A controversial approach. The appropriateness of hypnotic medications for chronic insomnia is controversial. While their use by health care professionals has been increasing, some authors have raised concerns about sleeping pills, citing a lack of effectiveness and possible adverse effects such as falls, driving impairment, and the potential for addiction, tolerance, and dependence.33,35 The Beers Criteria of the American Geriatric Society recommends against the use of benzodiazepines in the elderly due to the risks of falls, cognitive impairment, and motor vehicle accidents and advises against the use of benzodiazepine agonists (such as zolpidem) for >90 days.36

Two behavioral techniques for insomnia that can be easily applied in the family medicine setting are stimulus control and sleep restriction therapy.

Despite these concerns, the potential benefits of hypnotic medications for chronic insomnia should not be dismissed. The common strategy of simply addressing comorbidities and advising good sleep hygiene is insufficient for many patients. And some patients prefer the ease of using a hypnotic agent to the commitment required by CBT-I. Several reports suggest that the risk of hypnotic medication misuse in people with no history of substance abuse is overestimated.37,38 And a panel of insomnia experts convened for the New Clinical Drug Evaluation Unit symposium in 2001 concluded, “Patients with chronic insomnia tend to exhibit therapy-seeking behavior, not drug-seeking behavior.”39

Which hypnotic agent to choose?

US Food and Drug Administration (FDA)-approved hypnotic medications fall into 5 families (TABLE 240): benzodiazepines (BDZs), benzodiazepine agonists (BDZAs, sometimes called “Z drugs”), melatonin agonists (eg, ramelteon), tricyclic antidepressants (eg, low-dose doxepin), and orexin antagonists (eg, suvorexant). BDZs, BDZAs, and melatonin agonists potentiate sleep-promoting systems, while orexin antagonists and antihistaminergics suppress wake-promoting systems.

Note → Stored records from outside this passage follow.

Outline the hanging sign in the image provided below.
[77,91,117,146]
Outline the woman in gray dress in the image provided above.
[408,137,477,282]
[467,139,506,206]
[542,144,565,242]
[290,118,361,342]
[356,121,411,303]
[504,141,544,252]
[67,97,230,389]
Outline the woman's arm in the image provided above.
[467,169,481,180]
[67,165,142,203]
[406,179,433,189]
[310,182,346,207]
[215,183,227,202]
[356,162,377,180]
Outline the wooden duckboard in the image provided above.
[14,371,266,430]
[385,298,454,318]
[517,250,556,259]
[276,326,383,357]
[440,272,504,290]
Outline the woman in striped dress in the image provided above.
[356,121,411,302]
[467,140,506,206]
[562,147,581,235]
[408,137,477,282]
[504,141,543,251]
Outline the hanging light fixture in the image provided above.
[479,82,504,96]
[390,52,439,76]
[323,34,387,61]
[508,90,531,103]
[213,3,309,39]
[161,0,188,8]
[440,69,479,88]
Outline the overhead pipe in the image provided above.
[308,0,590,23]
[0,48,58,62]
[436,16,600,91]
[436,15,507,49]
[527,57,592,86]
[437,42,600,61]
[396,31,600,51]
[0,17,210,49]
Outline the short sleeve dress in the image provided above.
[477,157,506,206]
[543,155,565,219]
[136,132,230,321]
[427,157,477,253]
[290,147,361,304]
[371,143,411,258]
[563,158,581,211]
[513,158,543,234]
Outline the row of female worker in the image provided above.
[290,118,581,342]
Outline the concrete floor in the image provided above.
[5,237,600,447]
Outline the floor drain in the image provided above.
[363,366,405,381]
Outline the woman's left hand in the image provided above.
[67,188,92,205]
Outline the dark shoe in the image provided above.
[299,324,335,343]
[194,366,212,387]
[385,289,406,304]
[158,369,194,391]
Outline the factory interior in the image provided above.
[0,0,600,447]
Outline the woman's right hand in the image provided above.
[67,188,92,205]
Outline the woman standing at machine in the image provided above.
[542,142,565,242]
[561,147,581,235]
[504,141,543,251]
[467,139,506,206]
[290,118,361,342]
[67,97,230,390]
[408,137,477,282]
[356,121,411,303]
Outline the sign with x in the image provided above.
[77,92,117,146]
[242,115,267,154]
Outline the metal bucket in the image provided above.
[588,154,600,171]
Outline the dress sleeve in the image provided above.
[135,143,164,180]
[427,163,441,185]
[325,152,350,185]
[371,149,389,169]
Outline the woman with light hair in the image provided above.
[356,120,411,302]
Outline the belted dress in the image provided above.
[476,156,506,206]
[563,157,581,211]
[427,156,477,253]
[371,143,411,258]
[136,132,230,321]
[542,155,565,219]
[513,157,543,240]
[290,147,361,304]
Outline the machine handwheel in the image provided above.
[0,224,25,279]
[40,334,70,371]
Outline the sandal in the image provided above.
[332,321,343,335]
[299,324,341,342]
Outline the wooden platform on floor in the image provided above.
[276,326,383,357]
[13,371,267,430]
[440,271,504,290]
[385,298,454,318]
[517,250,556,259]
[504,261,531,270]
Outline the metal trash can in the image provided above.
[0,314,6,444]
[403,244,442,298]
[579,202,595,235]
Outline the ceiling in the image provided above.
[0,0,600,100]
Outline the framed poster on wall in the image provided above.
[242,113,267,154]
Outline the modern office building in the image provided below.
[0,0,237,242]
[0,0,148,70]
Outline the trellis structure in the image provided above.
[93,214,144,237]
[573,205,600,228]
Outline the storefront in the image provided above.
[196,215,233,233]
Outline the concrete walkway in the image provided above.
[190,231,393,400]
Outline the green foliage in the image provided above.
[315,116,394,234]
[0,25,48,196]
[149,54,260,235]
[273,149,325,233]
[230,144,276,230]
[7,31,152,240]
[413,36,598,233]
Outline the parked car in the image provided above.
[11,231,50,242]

"Patients with chronic insomnia tend to exhibit therapy-seeking behavior, not drug-seeking behavior."

Studies of physician prescribing patterns show that among prescription medications for insomnia, zolpidem is the most popular, followed by trazodone (off-label use), other benzodiazepines, quetiapine (off-label use), and doxepin.41 Overall, over-the-counter melatonin may be more widely used than any of the prescription choices.42

One useful basis for selection of an agent is whether the patient complains of difficulty with sleep initiation at the beginning of the night vs sleep maintenance, or both. For sleep initiation complaints, short-acting/sleep-promoting agents are preferred. For sleep maintenance complaints, longer-acting/wake-inhibiting medications that work at the end of the sleep phase may be necessary.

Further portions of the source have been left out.